The artists in You Are Who You Think I Think You Are use the aesthetics of caricature and cartoon as a device to ease our engagement with complex human behavior. While synonymous with the grotesque and defamatory, a caricature also has the power to convey a depth of character that a “true-to-life” representation does not. Contrary to logic, it has been proven that a caricature of a familiar face is more easily recognized than a realistic drawing of the same face. Similarly, It has been found that correctness of predictions based on observations made in under 30 seconds do not differ from those based on observations lasting ten times as long.
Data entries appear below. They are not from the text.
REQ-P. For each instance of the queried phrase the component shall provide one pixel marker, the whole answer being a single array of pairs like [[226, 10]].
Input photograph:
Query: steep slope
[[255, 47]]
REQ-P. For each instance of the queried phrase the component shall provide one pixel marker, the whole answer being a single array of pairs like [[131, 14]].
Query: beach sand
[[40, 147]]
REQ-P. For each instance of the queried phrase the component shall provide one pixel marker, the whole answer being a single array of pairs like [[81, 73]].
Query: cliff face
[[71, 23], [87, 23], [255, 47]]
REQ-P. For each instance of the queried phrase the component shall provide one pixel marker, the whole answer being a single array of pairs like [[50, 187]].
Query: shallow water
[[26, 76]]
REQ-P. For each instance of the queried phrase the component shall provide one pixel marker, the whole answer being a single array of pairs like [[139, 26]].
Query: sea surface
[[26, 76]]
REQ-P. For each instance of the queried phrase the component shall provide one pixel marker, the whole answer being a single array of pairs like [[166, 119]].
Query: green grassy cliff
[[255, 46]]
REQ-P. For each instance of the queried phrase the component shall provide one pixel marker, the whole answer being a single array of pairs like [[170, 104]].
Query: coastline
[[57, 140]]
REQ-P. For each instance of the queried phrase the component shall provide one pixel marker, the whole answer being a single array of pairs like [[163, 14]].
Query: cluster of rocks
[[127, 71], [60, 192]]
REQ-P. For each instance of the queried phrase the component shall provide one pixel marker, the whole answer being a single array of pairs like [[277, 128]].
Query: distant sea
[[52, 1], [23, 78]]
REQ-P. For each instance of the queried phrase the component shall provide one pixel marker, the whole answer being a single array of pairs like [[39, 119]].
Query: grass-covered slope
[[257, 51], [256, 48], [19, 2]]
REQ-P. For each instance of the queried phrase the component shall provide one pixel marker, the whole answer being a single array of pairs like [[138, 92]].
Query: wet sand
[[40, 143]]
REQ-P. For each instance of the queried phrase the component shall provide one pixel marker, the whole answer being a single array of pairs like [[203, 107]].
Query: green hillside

These examples make clear that we create meaning best - both from representations and from lived experience - not when provided complex models but when given just enough information to internalize and extrapolate.

Using the models we have of ourselves as the measure for all other possibilities, one can extrapolate complex models of existence for others. In this way, it is our sense of self that defines everything else. Without a consistent and private experience of self we could not imagine the possibility of any other self conscious entity. As we encounter and accept the existence of other consciousnesses we expand to incorporate these other beings. It is our capacity to imagine what it is like to live in a different body, in a different environment, in a different culture, in a different time, that we develop empathy.

The artists in this show use a comfortable vocabulary of graceful gestures, brilliant colors, and striking features to examine authority, sexuality, and fantasy. It is because of their flatness, their un-rendered superficiality, that they can convey such depth. In the same way that “thin-slicing” can give us measurably true impressions despite inherent incompleteness, the simplified forms in these works can more easily be internalized and expanded upon - from simple gestures to complex beings. Given a sufficient number of characteristics similar to ourselves, we can assign sentience to entities as unlike ourselves as goblins, devils, and shadows. The emotional complexity and conceptual richness of the impossible and familiar entities depicted is in direct relation to how complex we believe ourselves to be. In the words of Richard Dawkins, “Psychologically, we can extend our tribal loyalty to all sentient beings.” Yet, in our lived experience we still struggle to empathize with anyone other than those most like ourselves.